The Sneak Attack rider would lower organic standards by allowing Bush administration appointees in the USDA National Organic Program to approve hundreds of synthetic ingredients and processing aids in organic foods. Even worse, these proposed regulatory changes would reduce future public discussion and input and undermine the National Organic Standards Board’s (NOSB) traditional lead jurisdiction in monitoring standards and controlling what substances are allowed on the “National List” of approved ingredients. What this means, in blunt terms, is that USDA bureaucrats and industry lobbyists, not consumers, would have near-total control over what can go into processed organic foods and products. In a June 2005 poll by the Consumers Union, 85 percent of American consumers expressed opposition to allowing synthetic ingredients in organic products.

Newly emerging organic industry giants such as Dean Foods/Horizon, Whole Foods Market, Wild Oats, Kraft, Dole, Aurora, Smucker and General Mills seek a streamlined “expedited” approach to modifying organic standards and inclusion of synthetic substances in processed organic foods in order to meet the booming public demand for organics, now a $15 billion industry.
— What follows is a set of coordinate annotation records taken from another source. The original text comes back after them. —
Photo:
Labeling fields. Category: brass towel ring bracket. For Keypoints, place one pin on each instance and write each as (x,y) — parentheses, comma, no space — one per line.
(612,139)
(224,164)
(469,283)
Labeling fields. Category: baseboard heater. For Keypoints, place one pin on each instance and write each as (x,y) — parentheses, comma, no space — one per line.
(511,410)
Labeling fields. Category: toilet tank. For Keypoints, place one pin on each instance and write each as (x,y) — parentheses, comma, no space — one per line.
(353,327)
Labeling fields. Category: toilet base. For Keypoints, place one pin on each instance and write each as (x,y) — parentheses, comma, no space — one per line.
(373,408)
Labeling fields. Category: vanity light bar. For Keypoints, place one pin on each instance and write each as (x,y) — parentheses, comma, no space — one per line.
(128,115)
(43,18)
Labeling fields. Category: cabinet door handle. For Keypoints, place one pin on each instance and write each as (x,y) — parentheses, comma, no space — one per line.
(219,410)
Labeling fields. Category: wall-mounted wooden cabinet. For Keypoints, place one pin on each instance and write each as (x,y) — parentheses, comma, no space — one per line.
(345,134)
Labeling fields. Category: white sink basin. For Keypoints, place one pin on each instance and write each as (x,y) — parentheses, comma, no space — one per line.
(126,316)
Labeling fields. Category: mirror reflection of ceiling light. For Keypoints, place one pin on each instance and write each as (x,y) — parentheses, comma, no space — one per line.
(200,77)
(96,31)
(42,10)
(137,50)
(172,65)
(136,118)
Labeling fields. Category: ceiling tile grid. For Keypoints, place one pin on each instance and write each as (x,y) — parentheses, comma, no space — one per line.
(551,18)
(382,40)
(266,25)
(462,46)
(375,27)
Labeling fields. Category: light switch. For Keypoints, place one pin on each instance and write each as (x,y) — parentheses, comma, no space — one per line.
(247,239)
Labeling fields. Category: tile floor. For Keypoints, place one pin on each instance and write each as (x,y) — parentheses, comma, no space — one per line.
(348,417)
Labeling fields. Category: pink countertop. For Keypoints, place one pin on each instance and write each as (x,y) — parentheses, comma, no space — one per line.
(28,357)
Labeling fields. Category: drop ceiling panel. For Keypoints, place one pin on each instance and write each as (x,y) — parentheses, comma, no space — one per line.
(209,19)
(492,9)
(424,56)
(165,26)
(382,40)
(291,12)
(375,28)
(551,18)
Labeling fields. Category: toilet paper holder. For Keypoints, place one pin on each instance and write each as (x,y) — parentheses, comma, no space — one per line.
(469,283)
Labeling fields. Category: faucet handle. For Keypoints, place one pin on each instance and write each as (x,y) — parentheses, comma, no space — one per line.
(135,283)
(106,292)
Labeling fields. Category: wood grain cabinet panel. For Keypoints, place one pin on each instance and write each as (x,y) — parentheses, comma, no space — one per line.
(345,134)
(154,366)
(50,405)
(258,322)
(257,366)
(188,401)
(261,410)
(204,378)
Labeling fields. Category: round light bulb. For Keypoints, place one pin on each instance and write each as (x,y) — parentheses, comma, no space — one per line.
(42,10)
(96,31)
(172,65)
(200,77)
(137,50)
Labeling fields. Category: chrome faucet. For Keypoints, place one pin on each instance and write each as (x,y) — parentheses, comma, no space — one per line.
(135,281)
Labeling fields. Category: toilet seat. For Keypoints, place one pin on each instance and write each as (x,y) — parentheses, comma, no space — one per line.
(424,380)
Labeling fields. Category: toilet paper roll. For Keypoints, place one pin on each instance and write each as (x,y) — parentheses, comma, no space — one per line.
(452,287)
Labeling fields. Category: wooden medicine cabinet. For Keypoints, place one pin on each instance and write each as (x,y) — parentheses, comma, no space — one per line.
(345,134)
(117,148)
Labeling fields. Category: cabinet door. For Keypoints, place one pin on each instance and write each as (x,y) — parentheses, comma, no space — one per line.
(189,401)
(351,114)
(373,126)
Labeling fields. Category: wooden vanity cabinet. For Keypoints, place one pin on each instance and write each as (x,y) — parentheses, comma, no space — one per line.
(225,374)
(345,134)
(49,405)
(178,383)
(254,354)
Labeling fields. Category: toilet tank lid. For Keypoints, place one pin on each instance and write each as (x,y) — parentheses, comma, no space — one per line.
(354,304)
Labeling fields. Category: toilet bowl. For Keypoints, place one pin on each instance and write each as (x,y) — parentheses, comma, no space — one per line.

Industry leaders from the Organic Trade Association claim a rider is necessary to counter the impact of a federal court decision in June 2005 that banned the use of synthetic ingredients in organic foods and the feeding of non-organic feed to dairy cows in transition to organic. Consumer groups such as the Organic Consumers Association, however, joined by a broad coalition of sustainable agriculture and public interest groups, have vocally opposed these moves by industry, pointing out that traditional rulemaking, broad and transparent public comment, and strict monitoring of organic structures and synthetic substances by the organic community and the National Organic Standards Board are necessary to preserve organic integrity and consumer faith in the “USDA Organic” label.

“After 35 years of hard work, the U.S. organic community has built up a multi-billion-dollar alternative to industrial agriculture, based upon strict organic standards and organic community control over modification to these standards. Now a group of large organic processors and natural food chains, some with freshly-painted organic facades, are moving to lower federal standards and eliminate traditional community participation in setting standards. For the sake of the health of all Americans, we must stop this sneak attack by industry and preserve strict organic standards,” stated Ronnie Cummins, co-founder and national director of the Organic Consumers Association.